Mitihoon – TRIS Rating assigns a rating of “A” to The Siam Cement PLC’s (SCC) proposed issue of up to THB25 billion senior unsecured debentures, with a tenor of up to four years. SCC intends to use the proceeds from the new debentures to refinance maturing debt. At the same time, we affirm the company rating on SCC at “A” and the ratings on its existing senior unsecured debentures at “A”. The rating outlook remains “stable”.
The ratings mirror SCC’s established presence, prominent market position, as well as diversified business and customer base. These strengths are held back by the prolonged chemicals downcycle and heightened gearing from recent extensive expansion.
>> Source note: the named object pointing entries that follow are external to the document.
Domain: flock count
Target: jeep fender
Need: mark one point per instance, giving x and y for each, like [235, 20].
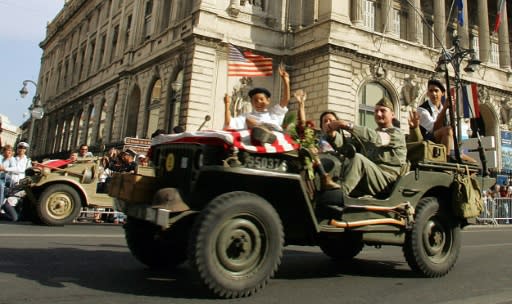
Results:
[286, 192]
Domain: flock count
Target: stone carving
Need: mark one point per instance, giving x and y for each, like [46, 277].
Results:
[410, 91]
[505, 111]
[240, 97]
[257, 3]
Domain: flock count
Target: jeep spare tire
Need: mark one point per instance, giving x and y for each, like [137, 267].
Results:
[237, 244]
[58, 205]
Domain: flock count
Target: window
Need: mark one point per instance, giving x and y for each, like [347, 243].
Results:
[369, 95]
[396, 22]
[146, 32]
[90, 124]
[475, 45]
[128, 30]
[115, 37]
[166, 15]
[175, 102]
[369, 14]
[495, 51]
[153, 108]
[103, 43]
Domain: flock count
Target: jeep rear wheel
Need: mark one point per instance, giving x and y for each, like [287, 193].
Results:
[432, 246]
[156, 248]
[237, 244]
[58, 205]
[341, 246]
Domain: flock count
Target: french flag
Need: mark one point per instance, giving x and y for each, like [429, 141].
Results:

We anticipate SCC’s performance improvement, with annual EBITDA increasing to THB53-THB55 billion during 2025-2026 and THB60-THB65 in 2027, from a gradual recovery in its three business segments: Cement-Building Materials (CBM), packaging, and chemicals. Financial leverage will likely remain steady throughout the forecast periods, with the debt to EBITDA ratio at 5-6 times and the funds from operations (FFO) to debt ratio at 10%-13%. We expect the company’s sources of cash, relationships with banks, and ability to tap capital markets to ensure sufficient liquidity.
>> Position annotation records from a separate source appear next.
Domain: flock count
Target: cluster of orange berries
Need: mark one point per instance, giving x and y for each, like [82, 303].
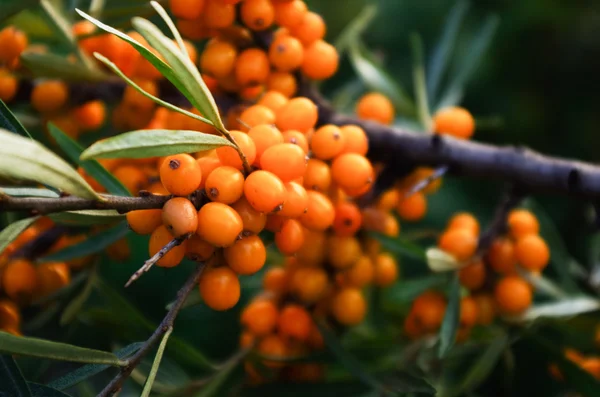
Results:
[493, 282]
[591, 364]
[23, 282]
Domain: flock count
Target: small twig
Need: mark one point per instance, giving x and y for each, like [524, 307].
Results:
[156, 257]
[43, 206]
[115, 385]
[423, 183]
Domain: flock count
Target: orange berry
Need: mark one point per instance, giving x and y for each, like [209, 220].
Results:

As of March 2025, SCC’s consolidated debt was about THB318.8 billion, which included priority debts of about THB174.5 billion, most of which were debts at the subsidiary level. This translated to a priority debt to total debt ratio of roughly 55%. Despite exceeding our priority debt threshold of 50%, we rate SCC’s senior unsecured debentures at the same level as the company rating. This is because we anticipate the priority debt ratio to drop below 50%, given SCC’s plan to refinance its subsidiaries’ debts. We also expect SCC to keep the ratio below 50% over the long term.
RATING OUTLOOK
The “stable” outlook reflects our expectation that SCC will remain a leading regional player and perform largely in line with our forecast. The industry diversification should lessen the effects of the chemicals sector downturn. Also, we expect SCC to be cautious with its capital expenditures and follow through on its deleveraging plan.
RATING SENSITIVITIES
A rating upgrade is unlikely to occur within the next 12-18 months. Conversely, a negative rating action may be considered if SCC’s operating performance or financial position deteriorates significantly beyond our base-case forecast. This could result from slower-than-anticipated earnings recovery or more aggressive capital expenditures than projected.